Mike pegou o envelope, abriu-o e arregalou os olhos. "Vinte mil dólares! Nossa, eu esperava uma conta, eu sabia disso, mas tanto assim? Quer dizer, você nem sequer compareceu ao tribunal?"

"Sim, mas eu tive que gastar muitas horas pesquisando a Lei de Gale, certificando-me de que era uma posição defensável, conversando com profissionais e obtendo depoimentos deles. Foi muito tempo. Além disso, veja o que meu serviço proporcionou. Sua liberdade por vinte anos — quanto isso vale?"

"Aparentemente, mil por ano."

"Bem, você já pagou uma quantia razoável, então não me deve vinte. Você pode pagar o restante em parcelas."

Mike Ford fez uma careta. "Entre você, o dinheiro que perdi no cassino, meu chinelo do tempo, a estadia no hotel, calculo que perdi cerca de cinquenta mil dólares em toda essa história."

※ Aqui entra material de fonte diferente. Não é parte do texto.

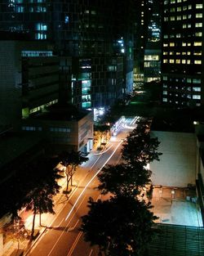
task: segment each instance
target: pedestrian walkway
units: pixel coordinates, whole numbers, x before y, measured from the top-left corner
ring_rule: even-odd
[[[157,222],[203,227],[199,204],[194,190],[187,188],[154,188],[153,212]]]

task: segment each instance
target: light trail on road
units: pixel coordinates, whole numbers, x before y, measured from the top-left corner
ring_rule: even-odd
[[[84,189],[82,191],[81,194],[78,195],[78,198],[77,199],[77,200],[75,201],[75,203],[73,205],[73,208],[71,209],[71,210],[69,211],[69,213],[68,213],[65,221],[69,218],[69,217],[70,216],[70,214],[72,213],[72,212],[73,211],[73,209],[75,208],[76,204],[78,204],[78,200],[80,200],[81,196],[83,195],[84,191],[86,191],[86,189],[87,188],[87,186],[90,185],[90,183],[93,181],[93,179],[99,174],[99,173],[100,172],[100,170],[103,168],[103,167],[109,162],[109,160],[112,158],[112,156],[114,155],[115,151],[118,150],[118,148],[121,146],[121,144],[122,143],[122,141],[120,141],[120,143],[118,144],[117,147],[114,149],[113,152],[111,154],[111,155],[108,158],[108,159],[104,162],[104,165],[99,168],[99,170],[95,173],[95,174],[91,178],[91,180],[88,182],[88,183],[85,186]]]

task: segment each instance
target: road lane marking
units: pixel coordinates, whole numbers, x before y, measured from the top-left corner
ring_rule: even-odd
[[[82,205],[82,202],[84,201],[86,196],[84,196],[83,200],[82,200],[82,202],[80,203],[80,204],[78,205],[78,207],[76,209],[76,211],[80,208],[80,206]],[[67,223],[67,225],[65,226],[65,227],[64,228],[63,231],[61,232],[60,236],[58,237],[57,240],[55,241],[55,245],[52,246],[51,249],[50,250],[49,254],[47,254],[47,256],[51,255],[51,252],[53,251],[54,248],[56,246],[57,243],[59,242],[60,239],[61,238],[62,235],[64,233],[65,229],[68,227],[68,226],[70,224],[71,221],[73,220],[73,217],[75,217],[75,215],[73,214],[73,217],[71,218],[71,219],[69,220],[69,222]]]
[[[75,247],[77,246],[77,244],[78,244],[78,242],[80,237],[82,236],[82,231],[80,231],[80,232],[78,233],[77,238],[75,239],[75,240],[74,240],[74,242],[73,242],[73,246],[70,248],[70,250],[69,250],[69,252],[68,253],[67,256],[72,255],[72,253],[73,253],[73,251],[74,250]]]
[[[77,200],[75,201],[75,203],[73,205],[73,208],[71,209],[70,212],[68,213],[65,221],[69,218],[69,217],[70,216],[70,214],[72,213],[72,212],[73,211],[74,207],[76,206],[76,204],[78,204],[79,199],[81,198],[81,196],[83,195],[84,191],[86,191],[86,189],[87,188],[87,186],[90,185],[90,183],[93,181],[93,179],[98,175],[98,173],[100,172],[100,170],[103,168],[103,167],[109,162],[109,160],[112,158],[112,156],[114,155],[115,151],[118,150],[118,148],[121,146],[122,141],[120,141],[120,143],[118,143],[118,145],[117,146],[117,147],[115,148],[114,151],[112,153],[112,155],[108,158],[108,159],[105,161],[105,163],[103,164],[103,166],[99,168],[99,170],[95,173],[95,175],[91,178],[91,180],[88,182],[88,183],[85,186],[84,189],[82,191],[81,194],[78,195],[78,198],[77,199]]]

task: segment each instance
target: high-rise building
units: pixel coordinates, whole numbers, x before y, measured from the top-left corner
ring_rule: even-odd
[[[176,107],[204,103],[203,1],[164,1],[162,102]]]
[[[66,86],[72,102],[80,108],[105,107],[132,88],[133,2],[2,0],[0,30],[52,40],[55,54],[72,57]]]
[[[161,76],[161,1],[148,2],[148,39],[144,48],[144,82],[160,81]]]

"O preço do pecado", observou Jonathan, com ironia. "Pelo menos você se livra daquela enorme conta de impostos. A maior parte do dinheiro foi recuperada e devolvida ao cassino, e as circunstâncias dos ganhos foram divulgadas publicamente. Poderia ter sido pior."

"Sim. Você tem razão. Só cinquenta mil a menos. Eu vou sobreviver."

"Bem, preciso ir. Tenho uma reunião. Boa sorte", Jonathan acenou, pegou o casaco e o chapéu e jogou algumas notas de um dólar na mesa. "Aqui está o café da manhã. É o mínimo que eu podia fazer."

Mike observou Jonathan através da divisória de vidro enquanto ele saía do café, entrava em seu Hydrocar conversível e partia em disparada. Em seguida, Mike pegou seu celular e discou o número gratuito que havia memorizado religiosamente nos últimos meses.

Uma voz anasalada respondeu mecanicamente: "Linha direta de denúncias de crimes, como posso ajudar?"

"Sim.Entendi que a pessoa sobre a qual forneci uma denúncia foi condenada. Gostaria de saber como receber a recompensa.

"Qual é o seu número de conta de sete dígitos, por favor?"

Mike recitou tudo de memória. Ele não precisava de um gravador de memória para isso. "Sim", respondeu o operador nasal depois de um instante. "A condenação foi mantida, você está apto a receber a indenização — estou mostrando que a oferta da vítima foi de cento e cinquenta mil dólares. Uma bela quantia!"

"A vítima tem muito dinheiro para gastar na captura de criminosos."

A atendente deu uma risadinha e disse: "Com certeza". Em seguida, fez mais uma pergunta que fez Mike Ford sorrir de satisfação.

"Sim, absolutamente", respondeu ele. "Prefiro permanecer anônimo."